Wzruszyłam tylko ramionami, opuszczając z przyjaciółką kryjówkę Ślizgonów. Teraz tylko musiałyśmy się przedrzeć przez kilkanaście napalonych i migdalących się par w stronę wyjścia.

- Alex, poczekaj! – Krzyknęła za mną Klara, ponieważ za wszelką cenę starałam się opuścić to pomieszczenie i wrócić do dormitorium.

- Co chcesz? – Zapytałam nieco zbyt agresywnie, zatrzymując się.

- Czemu nie powiedziałaś, że uprawiałaś… no wiesz co…

- Serio chcesz o tym teraz rozmawiać? – Wskazałam rękoma na otaczający nas burdel. – Zresztą, też mi nic nie mówisz o lekcjach z Moodym.
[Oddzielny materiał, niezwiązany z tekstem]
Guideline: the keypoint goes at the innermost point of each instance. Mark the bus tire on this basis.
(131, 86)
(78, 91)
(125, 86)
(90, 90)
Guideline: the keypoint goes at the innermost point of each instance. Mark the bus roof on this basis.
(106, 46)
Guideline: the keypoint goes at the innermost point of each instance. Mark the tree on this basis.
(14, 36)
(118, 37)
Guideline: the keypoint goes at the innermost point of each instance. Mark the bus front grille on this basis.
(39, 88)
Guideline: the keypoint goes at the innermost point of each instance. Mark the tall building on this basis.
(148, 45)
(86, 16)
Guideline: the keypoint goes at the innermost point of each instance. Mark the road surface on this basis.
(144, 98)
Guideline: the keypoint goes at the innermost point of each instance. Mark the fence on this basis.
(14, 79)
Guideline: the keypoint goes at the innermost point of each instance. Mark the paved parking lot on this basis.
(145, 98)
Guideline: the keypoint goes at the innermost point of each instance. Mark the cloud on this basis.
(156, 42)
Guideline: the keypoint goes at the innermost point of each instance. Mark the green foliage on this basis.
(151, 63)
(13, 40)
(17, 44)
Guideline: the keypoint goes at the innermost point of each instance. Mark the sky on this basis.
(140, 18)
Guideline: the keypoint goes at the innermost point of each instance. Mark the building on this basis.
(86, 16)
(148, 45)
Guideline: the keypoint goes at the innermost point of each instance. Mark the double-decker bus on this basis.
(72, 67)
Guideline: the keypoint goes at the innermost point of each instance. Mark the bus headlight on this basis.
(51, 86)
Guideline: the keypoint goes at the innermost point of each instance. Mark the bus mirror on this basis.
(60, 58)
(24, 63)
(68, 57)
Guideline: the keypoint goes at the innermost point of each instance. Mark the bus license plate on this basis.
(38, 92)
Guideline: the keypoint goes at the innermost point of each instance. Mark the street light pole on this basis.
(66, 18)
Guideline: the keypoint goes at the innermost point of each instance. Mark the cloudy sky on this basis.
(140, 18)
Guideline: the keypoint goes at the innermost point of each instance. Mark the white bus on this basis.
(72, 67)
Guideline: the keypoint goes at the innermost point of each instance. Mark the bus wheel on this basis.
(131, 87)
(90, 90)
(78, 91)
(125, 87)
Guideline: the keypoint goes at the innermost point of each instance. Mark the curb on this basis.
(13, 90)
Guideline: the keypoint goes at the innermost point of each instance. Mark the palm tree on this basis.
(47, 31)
- Zabronił mi – broniła się przyjaciółka, spuszczając wzrok.

- Ja też mam zabronione – odparłam.

- Ale profesor Moody chciał cię nauczać tak jak mnie, a to ty nie chciałaś! Wtedy nie musiałabym mieć przed tobą żadnych tajemnic! – Dziewczyna chwyciła mnie mocno za ramię. – Myślałam, że się przyjaźnimy.

- O co ci teraz chodzi, Klara? – Zdziwiłam się, obserwując ją uważnie. – Nigdy nie twierdziłam, że się nie przyjaźnimy.

- Mam wrażenie, że się oddalasz ode mnie. – Dziewczyna puściła mnie w końcu, ponownie opuszczając wzrok. Wyglądała przy tym tak biednie i krucho, że zrobiło mi się jej żal.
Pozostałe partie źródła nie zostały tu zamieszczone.